Introduction to Nitrogen Narcosis
Scuba diving is pretty unique as far as a leisure activity goes, and for lots of reasons. Not the least of which is that it takes place in an environment completely foreign, and hostile, to human existence. It's also the only sport that I know of in which you literally have to pay for the air you breath. But perhaps the most unique aspect of diving is that even if we do everything right we can still fall victim to life threatening disorders. Furthermore, the deeper we go, the greater the risk we incur. This is in stark contrast to almost every other sport or recreational endeavor in which you'll normally have to do something wrong before you get into any kind of trouble. Not so for divers, though. We're exposed to hazards merely by being underwater.
At the root of almost every problem a diver faces is the fact that the air he or she breathes is under continually varying pressure. On ascent, when the pressure decreases, problems can arise when the air-filled spaces of our body, most notably our lungs, aren't vented and expand to a point beyond their maximum capacity. The result is a lung expansion injury such as an air embolism. In parlance of scuba instructors, we sometimes refer to this as the "direct" effects of pressure. Yet, other problems can result from the simple absorption of the inert component of our breathing gas mixture.
Unlike the mechanical nature of injuries caused directly by changes in the volume of bodily air spaces, like the lungs, ears, and sinuses, these more subtle consequences are what we term the "indirect" effects of pressure.

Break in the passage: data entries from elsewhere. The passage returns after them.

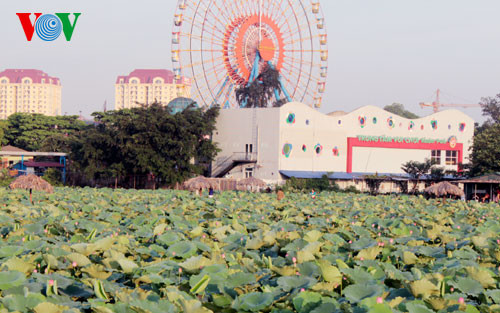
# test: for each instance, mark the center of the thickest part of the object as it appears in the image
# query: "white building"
(296, 140)
(147, 86)
(29, 91)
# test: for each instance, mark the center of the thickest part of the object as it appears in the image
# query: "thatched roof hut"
(443, 189)
(199, 182)
(251, 183)
(32, 182)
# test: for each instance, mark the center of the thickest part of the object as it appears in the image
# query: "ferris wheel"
(222, 45)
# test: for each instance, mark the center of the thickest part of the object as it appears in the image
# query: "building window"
(248, 172)
(436, 156)
(451, 158)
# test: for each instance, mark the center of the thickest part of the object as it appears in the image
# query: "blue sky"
(381, 51)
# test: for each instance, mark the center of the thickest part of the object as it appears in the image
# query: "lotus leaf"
(306, 301)
(183, 249)
(357, 292)
(11, 279)
(253, 302)
(467, 285)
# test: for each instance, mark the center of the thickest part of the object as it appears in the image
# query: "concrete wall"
(241, 127)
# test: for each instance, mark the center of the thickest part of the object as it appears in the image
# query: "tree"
(374, 182)
(485, 155)
(416, 170)
(3, 128)
(259, 93)
(29, 131)
(146, 141)
(491, 109)
(399, 109)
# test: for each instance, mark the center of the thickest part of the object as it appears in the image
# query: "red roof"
(147, 76)
(43, 164)
(16, 76)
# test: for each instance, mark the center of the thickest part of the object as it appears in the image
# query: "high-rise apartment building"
(144, 87)
(29, 91)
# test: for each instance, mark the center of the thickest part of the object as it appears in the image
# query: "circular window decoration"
(287, 150)
(318, 149)
(452, 141)
(362, 121)
(461, 127)
(434, 124)
(390, 122)
(336, 151)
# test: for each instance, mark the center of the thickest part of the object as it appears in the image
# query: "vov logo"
(48, 27)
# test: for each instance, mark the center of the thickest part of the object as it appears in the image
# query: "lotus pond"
(88, 250)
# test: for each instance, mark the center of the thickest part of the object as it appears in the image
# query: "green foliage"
(400, 110)
(306, 185)
(35, 132)
(53, 176)
(417, 169)
(374, 182)
(5, 179)
(3, 128)
(259, 93)
(485, 156)
(130, 251)
(491, 109)
(146, 141)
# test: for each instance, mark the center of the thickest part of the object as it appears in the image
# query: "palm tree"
(258, 93)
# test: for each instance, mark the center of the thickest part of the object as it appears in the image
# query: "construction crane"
(437, 104)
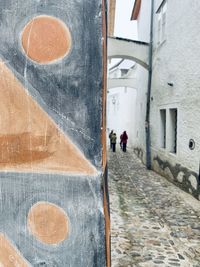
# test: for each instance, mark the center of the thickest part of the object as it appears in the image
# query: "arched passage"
(128, 49)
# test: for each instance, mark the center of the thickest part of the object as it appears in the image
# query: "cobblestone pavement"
(153, 223)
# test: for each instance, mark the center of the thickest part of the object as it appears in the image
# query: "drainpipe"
(147, 122)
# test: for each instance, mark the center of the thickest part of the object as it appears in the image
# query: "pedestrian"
(114, 141)
(110, 136)
(121, 140)
(124, 141)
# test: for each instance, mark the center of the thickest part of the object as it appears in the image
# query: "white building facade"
(175, 91)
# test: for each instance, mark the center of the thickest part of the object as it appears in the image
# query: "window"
(163, 128)
(173, 114)
(161, 31)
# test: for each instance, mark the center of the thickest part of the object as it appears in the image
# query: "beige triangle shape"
(9, 255)
(29, 139)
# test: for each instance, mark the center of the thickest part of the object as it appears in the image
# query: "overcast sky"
(124, 27)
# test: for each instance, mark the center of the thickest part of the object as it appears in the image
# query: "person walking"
(124, 141)
(114, 141)
(110, 137)
(121, 141)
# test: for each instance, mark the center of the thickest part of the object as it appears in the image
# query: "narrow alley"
(153, 223)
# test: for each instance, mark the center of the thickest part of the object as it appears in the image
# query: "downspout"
(147, 122)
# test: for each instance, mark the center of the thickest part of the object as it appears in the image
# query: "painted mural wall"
(51, 175)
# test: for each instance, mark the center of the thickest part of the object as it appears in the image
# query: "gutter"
(148, 106)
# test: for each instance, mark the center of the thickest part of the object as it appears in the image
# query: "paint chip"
(48, 223)
(10, 256)
(46, 39)
(29, 139)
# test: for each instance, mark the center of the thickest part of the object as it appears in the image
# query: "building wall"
(51, 173)
(121, 112)
(175, 61)
(142, 81)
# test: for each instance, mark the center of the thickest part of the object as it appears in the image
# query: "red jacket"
(124, 138)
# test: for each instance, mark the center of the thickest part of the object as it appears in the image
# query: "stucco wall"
(176, 60)
(121, 113)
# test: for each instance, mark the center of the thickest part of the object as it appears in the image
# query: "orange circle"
(45, 39)
(48, 223)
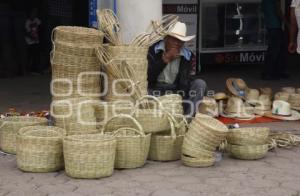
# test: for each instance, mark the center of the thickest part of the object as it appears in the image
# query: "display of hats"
(236, 108)
(209, 106)
(282, 110)
(204, 135)
(289, 90)
(237, 87)
(284, 96)
(252, 96)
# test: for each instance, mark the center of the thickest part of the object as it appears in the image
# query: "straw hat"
(252, 96)
(237, 86)
(284, 96)
(209, 107)
(178, 30)
(294, 100)
(236, 109)
(289, 90)
(220, 96)
(282, 110)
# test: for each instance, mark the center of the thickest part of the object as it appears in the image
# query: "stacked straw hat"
(248, 143)
(75, 67)
(205, 134)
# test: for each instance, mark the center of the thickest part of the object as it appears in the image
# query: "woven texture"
(167, 146)
(9, 128)
(39, 149)
(248, 152)
(248, 136)
(132, 143)
(89, 156)
(205, 134)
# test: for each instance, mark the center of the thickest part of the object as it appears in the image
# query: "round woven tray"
(9, 128)
(39, 149)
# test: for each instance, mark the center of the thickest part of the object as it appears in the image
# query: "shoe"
(269, 77)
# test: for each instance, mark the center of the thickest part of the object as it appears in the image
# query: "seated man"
(169, 68)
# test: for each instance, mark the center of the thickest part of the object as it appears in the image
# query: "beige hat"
(252, 96)
(289, 90)
(209, 106)
(284, 96)
(237, 87)
(282, 110)
(178, 30)
(236, 109)
(294, 100)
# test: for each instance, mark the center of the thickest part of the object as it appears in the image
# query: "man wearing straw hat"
(169, 68)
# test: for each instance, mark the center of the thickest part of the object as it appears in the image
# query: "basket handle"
(128, 128)
(137, 124)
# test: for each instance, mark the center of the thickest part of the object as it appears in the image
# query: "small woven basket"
(79, 35)
(197, 162)
(152, 120)
(9, 128)
(132, 143)
(252, 152)
(167, 146)
(89, 156)
(40, 149)
(248, 136)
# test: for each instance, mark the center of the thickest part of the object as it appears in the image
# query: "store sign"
(233, 58)
(93, 13)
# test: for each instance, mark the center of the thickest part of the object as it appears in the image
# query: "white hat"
(282, 110)
(178, 30)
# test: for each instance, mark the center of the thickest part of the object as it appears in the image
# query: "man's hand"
(171, 54)
(292, 47)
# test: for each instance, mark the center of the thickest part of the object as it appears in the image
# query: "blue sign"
(93, 13)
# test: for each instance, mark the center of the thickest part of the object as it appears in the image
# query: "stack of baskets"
(205, 134)
(75, 67)
(39, 149)
(9, 128)
(248, 143)
(75, 115)
(136, 58)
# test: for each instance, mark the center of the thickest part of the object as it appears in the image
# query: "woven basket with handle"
(9, 128)
(89, 156)
(132, 143)
(39, 149)
(166, 146)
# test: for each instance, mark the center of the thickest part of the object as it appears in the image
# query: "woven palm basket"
(197, 162)
(79, 35)
(152, 119)
(172, 103)
(250, 152)
(40, 149)
(89, 156)
(166, 146)
(248, 136)
(76, 115)
(9, 128)
(132, 143)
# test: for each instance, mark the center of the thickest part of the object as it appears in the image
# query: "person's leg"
(274, 44)
(197, 91)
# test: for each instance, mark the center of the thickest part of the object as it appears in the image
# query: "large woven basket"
(89, 156)
(79, 35)
(197, 162)
(152, 119)
(76, 115)
(251, 152)
(9, 128)
(132, 143)
(167, 146)
(248, 136)
(40, 149)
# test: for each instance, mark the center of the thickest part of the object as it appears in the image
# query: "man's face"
(173, 43)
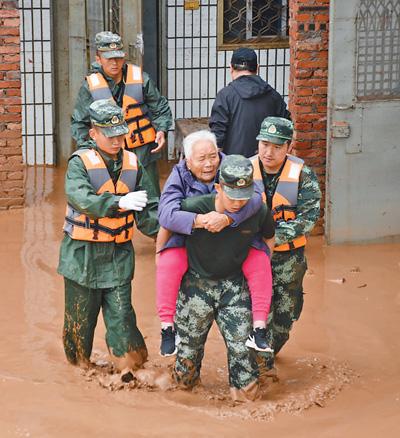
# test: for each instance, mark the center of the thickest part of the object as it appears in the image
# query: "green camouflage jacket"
(102, 264)
(157, 104)
(308, 205)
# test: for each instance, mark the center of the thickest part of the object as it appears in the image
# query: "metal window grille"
(378, 49)
(262, 23)
(37, 82)
(100, 16)
(196, 70)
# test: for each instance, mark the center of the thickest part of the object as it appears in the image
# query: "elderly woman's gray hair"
(194, 137)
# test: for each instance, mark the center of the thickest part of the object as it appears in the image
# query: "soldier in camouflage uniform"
(292, 192)
(110, 63)
(107, 191)
(214, 287)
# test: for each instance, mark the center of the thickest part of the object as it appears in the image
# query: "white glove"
(134, 201)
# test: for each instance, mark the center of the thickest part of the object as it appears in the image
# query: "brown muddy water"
(339, 375)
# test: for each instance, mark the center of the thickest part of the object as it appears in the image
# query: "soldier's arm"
(219, 119)
(308, 208)
(81, 195)
(146, 220)
(202, 204)
(161, 115)
(80, 120)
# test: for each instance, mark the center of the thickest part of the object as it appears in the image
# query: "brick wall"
(11, 167)
(309, 20)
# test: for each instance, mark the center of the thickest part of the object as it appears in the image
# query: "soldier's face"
(112, 67)
(109, 145)
(204, 161)
(229, 204)
(272, 155)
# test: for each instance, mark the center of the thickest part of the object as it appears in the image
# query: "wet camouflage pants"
(288, 269)
(200, 302)
(152, 171)
(82, 307)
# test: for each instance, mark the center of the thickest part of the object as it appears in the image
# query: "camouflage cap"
(108, 116)
(236, 177)
(109, 45)
(276, 130)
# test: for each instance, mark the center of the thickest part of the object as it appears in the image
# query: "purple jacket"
(180, 185)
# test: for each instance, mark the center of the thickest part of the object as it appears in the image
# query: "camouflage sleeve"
(80, 121)
(308, 207)
(161, 115)
(81, 195)
(146, 220)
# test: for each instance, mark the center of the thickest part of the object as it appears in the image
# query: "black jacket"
(238, 111)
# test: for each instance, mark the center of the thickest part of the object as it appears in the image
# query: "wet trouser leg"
(124, 340)
(288, 270)
(200, 301)
(234, 319)
(82, 306)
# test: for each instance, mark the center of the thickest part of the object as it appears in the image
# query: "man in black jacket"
(241, 106)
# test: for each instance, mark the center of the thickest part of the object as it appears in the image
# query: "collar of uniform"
(271, 176)
(108, 160)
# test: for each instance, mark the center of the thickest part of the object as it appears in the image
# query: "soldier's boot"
(129, 362)
(251, 392)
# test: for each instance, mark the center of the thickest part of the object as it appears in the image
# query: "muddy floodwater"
(339, 375)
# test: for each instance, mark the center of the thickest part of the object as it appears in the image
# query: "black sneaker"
(168, 346)
(258, 340)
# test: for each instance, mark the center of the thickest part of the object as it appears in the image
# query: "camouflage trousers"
(123, 338)
(288, 270)
(200, 302)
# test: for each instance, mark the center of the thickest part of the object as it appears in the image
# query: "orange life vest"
(107, 229)
(284, 201)
(141, 130)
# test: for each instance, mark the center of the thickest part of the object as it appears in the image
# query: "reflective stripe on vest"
(284, 201)
(107, 229)
(141, 130)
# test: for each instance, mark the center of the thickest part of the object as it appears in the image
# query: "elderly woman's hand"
(215, 222)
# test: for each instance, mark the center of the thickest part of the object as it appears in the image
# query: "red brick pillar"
(308, 35)
(11, 167)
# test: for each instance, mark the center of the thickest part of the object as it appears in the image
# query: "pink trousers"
(172, 265)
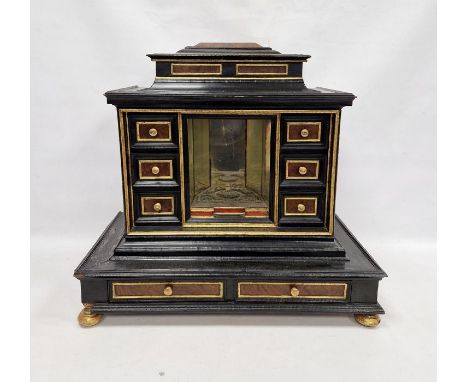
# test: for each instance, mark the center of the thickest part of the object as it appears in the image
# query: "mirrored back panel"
(229, 169)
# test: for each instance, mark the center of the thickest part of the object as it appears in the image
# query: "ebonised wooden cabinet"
(229, 166)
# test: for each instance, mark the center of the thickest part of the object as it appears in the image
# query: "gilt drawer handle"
(294, 292)
(167, 291)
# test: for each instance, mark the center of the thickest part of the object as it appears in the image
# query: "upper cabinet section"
(229, 61)
(229, 75)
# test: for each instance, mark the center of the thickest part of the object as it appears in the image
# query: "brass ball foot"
(368, 320)
(87, 319)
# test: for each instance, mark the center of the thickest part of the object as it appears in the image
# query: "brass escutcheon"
(300, 207)
(294, 291)
(167, 291)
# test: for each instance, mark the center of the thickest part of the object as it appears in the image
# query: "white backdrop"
(382, 51)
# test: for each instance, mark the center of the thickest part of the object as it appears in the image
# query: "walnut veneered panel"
(155, 169)
(335, 291)
(300, 206)
(150, 290)
(157, 205)
(154, 131)
(302, 169)
(304, 132)
(262, 69)
(196, 69)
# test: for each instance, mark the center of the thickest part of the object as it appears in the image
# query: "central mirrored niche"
(229, 168)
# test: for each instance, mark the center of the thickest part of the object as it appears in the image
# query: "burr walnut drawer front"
(153, 131)
(300, 206)
(157, 205)
(306, 169)
(293, 290)
(304, 132)
(155, 169)
(167, 290)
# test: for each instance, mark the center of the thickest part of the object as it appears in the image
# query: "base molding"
(284, 284)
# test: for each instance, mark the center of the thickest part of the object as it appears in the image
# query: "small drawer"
(302, 169)
(293, 290)
(171, 290)
(304, 132)
(150, 169)
(157, 205)
(153, 131)
(300, 206)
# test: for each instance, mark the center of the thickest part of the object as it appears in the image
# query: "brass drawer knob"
(294, 292)
(304, 133)
(167, 291)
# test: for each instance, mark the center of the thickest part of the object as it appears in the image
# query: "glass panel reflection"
(229, 167)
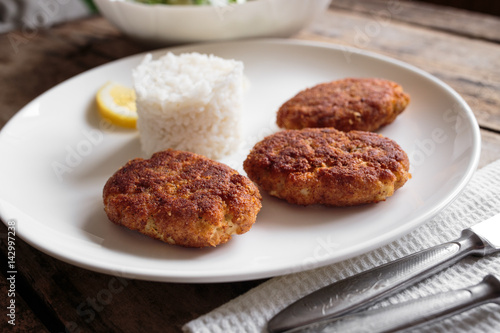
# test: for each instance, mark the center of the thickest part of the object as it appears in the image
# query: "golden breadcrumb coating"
(182, 198)
(364, 104)
(328, 166)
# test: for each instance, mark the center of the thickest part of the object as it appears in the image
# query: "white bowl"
(169, 24)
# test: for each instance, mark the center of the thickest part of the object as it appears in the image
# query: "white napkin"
(480, 200)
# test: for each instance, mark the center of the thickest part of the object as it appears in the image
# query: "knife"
(410, 314)
(359, 291)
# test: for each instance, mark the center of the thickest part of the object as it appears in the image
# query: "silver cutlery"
(359, 291)
(413, 313)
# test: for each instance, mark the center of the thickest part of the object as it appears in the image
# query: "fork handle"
(359, 291)
(417, 312)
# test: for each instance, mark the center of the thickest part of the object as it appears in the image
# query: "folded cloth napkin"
(480, 200)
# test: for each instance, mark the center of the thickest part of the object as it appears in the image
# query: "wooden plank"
(471, 67)
(53, 56)
(490, 148)
(435, 17)
(22, 319)
(86, 301)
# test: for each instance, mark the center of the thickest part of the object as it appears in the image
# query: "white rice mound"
(189, 102)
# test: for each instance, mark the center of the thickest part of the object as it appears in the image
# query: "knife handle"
(414, 313)
(361, 290)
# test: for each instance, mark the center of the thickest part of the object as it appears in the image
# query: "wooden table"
(461, 48)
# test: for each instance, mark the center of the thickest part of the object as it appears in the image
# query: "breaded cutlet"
(327, 166)
(182, 198)
(364, 104)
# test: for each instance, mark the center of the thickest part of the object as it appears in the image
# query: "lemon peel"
(116, 103)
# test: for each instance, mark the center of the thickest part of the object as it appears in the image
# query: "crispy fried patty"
(348, 104)
(328, 166)
(182, 198)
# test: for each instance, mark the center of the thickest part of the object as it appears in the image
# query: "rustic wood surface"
(52, 296)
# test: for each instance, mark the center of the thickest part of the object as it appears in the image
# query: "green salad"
(191, 2)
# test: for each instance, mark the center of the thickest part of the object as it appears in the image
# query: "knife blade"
(413, 313)
(361, 290)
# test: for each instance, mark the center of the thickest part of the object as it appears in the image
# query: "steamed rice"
(189, 102)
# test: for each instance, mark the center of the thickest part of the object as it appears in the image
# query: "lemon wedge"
(116, 103)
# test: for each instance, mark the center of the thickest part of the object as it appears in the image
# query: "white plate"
(57, 156)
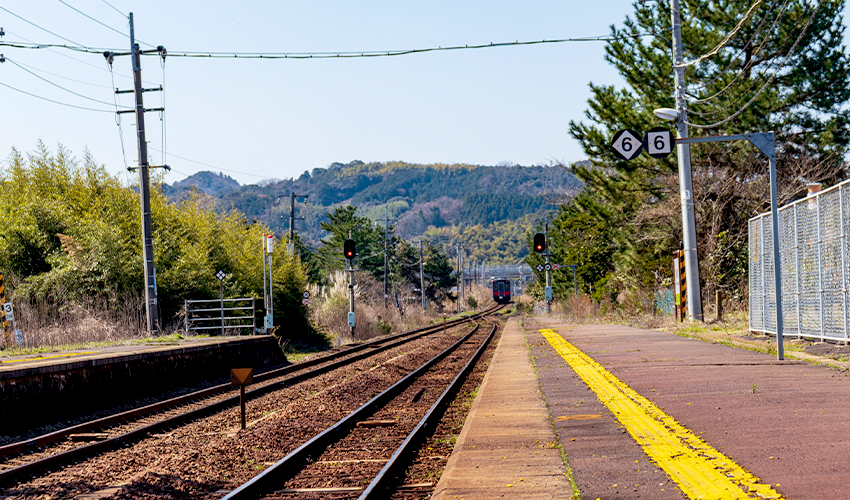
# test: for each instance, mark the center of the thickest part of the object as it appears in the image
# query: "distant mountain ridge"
(420, 198)
(208, 182)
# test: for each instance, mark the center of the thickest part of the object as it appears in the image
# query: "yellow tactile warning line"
(48, 357)
(700, 470)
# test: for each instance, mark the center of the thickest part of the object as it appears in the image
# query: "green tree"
(71, 231)
(785, 70)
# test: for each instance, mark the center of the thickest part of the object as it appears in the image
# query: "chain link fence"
(813, 253)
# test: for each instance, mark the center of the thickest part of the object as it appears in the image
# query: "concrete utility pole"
(151, 304)
(422, 274)
(386, 254)
(685, 185)
(350, 270)
(292, 216)
(144, 189)
(548, 271)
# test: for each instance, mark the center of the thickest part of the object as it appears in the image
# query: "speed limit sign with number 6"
(626, 144)
(658, 142)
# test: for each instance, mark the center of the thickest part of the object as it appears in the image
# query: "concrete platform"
(41, 387)
(783, 424)
(508, 447)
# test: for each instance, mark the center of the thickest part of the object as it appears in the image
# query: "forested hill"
(421, 198)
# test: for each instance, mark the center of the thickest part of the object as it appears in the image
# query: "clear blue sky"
(278, 118)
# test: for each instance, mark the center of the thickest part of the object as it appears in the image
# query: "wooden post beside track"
(240, 377)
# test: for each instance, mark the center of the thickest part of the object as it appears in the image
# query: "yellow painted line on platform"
(698, 469)
(48, 357)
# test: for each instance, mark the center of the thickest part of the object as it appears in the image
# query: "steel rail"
(52, 437)
(379, 486)
(285, 468)
(88, 450)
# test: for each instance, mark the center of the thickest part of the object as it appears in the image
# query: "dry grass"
(374, 315)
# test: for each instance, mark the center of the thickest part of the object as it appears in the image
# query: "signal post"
(540, 246)
(349, 251)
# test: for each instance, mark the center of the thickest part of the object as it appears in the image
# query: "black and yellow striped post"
(6, 333)
(683, 278)
(680, 286)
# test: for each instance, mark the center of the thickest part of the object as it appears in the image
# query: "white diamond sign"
(658, 142)
(627, 144)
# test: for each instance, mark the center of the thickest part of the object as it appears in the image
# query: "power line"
(208, 165)
(55, 102)
(747, 44)
(390, 53)
(749, 64)
(734, 100)
(722, 43)
(78, 11)
(39, 27)
(772, 76)
(116, 10)
(333, 55)
(63, 77)
(14, 45)
(66, 4)
(59, 86)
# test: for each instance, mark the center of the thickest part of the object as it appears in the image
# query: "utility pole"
(350, 263)
(459, 279)
(151, 305)
(548, 272)
(292, 217)
(685, 185)
(386, 255)
(422, 274)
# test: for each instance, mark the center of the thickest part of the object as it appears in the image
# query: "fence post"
(718, 300)
(763, 280)
(797, 264)
(843, 260)
(819, 244)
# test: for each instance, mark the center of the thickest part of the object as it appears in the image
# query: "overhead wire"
(54, 101)
(118, 118)
(39, 27)
(51, 49)
(62, 76)
(749, 42)
(78, 11)
(735, 100)
(57, 85)
(116, 10)
(722, 43)
(209, 165)
(333, 55)
(772, 76)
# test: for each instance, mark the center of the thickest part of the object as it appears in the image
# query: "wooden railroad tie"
(376, 423)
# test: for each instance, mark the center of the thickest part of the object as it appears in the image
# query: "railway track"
(364, 454)
(25, 459)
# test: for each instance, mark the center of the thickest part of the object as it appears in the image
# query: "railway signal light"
(348, 249)
(539, 242)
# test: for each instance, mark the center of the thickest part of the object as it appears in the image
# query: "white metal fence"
(813, 253)
(217, 316)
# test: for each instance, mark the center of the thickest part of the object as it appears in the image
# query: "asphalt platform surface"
(777, 429)
(785, 422)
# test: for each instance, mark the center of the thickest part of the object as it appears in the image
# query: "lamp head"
(666, 114)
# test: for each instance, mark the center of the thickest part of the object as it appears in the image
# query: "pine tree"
(782, 69)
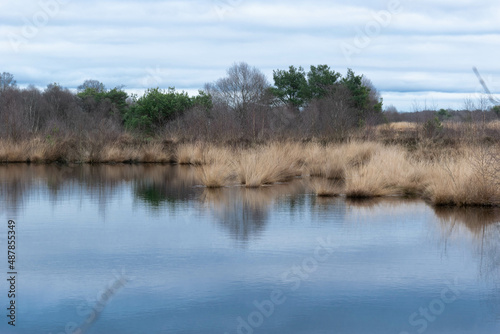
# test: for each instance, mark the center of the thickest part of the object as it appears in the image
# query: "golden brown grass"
(216, 175)
(268, 164)
(466, 175)
(471, 179)
(325, 188)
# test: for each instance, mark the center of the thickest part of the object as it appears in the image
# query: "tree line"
(242, 105)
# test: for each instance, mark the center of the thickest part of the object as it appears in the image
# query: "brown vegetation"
(456, 171)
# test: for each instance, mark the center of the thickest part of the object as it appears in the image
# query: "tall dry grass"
(470, 179)
(271, 163)
(466, 175)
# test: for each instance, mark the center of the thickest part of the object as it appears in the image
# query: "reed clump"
(269, 164)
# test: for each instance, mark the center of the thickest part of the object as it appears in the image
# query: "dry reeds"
(464, 176)
(268, 164)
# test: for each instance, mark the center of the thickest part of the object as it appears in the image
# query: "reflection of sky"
(190, 275)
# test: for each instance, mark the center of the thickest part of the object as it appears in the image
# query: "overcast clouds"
(423, 52)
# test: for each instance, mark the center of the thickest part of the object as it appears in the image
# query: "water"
(143, 249)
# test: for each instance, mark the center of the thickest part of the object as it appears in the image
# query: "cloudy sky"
(417, 53)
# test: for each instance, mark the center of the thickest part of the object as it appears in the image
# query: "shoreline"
(463, 174)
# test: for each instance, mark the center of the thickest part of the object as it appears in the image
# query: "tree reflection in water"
(483, 225)
(243, 212)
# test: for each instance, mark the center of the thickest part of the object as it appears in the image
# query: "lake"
(145, 249)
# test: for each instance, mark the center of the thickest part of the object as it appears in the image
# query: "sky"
(418, 54)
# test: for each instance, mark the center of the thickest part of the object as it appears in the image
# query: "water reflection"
(192, 277)
(244, 212)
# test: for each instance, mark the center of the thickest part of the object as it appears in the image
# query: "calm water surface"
(143, 249)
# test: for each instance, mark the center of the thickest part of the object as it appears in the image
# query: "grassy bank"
(458, 173)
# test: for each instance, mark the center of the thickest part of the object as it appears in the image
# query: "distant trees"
(242, 88)
(156, 107)
(241, 105)
(6, 81)
(291, 87)
(244, 91)
(94, 97)
(92, 85)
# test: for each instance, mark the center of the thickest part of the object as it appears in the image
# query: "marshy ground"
(459, 172)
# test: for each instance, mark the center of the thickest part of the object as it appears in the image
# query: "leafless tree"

In recreational diving, the inert component of our breathing gas is nitrogen, although for technical divers it can also be helium. On ascent, the disorder of concern is decompression sickness which is caused by dissolved inert gas (nitrogen or helium) escaping our tissues too quickly to remain in solution and, thus forming bubbles. However, there is also another indirect effect of pressure that's associated only with descent and it's almost as familiar to non-divers as is the "bends". It's formally call nitrogen narcosis, but scuba's own inventor, Jacques Cousteau, gave it the much more lyrical name, l'ivresse des grandes profondeurs ("rapture of the deep"). As Cousteau once wrote, "The chief symptom of this phenomenon, to put it bluntly, is the sensation of becoming as drunk as a hoot owl."
Without exception, every scuba training course covers nitrogen narcosis, but usually teaches only that it's cause by breathing nitrogen at high pressure; its effects increase with depths, normally becoming quite noticeable around 100 feet; and ascending to a shallower depth will relieve the symptoms. Case closed.
While these are certainly the highlights, this is anything but an in-depth explanation of this important condition. Additionally, the growing popularity of technical diving has made recreational divers more aware and curious about diving to much greater depths than our own limit of 130 feet. But whether you're interested in learning more about the challenges of deep diving as a bridge to technical diving, or just want a better understanding of what goes on inside your body at any depth, a more thorough insight into narcosis isn't a bad idea.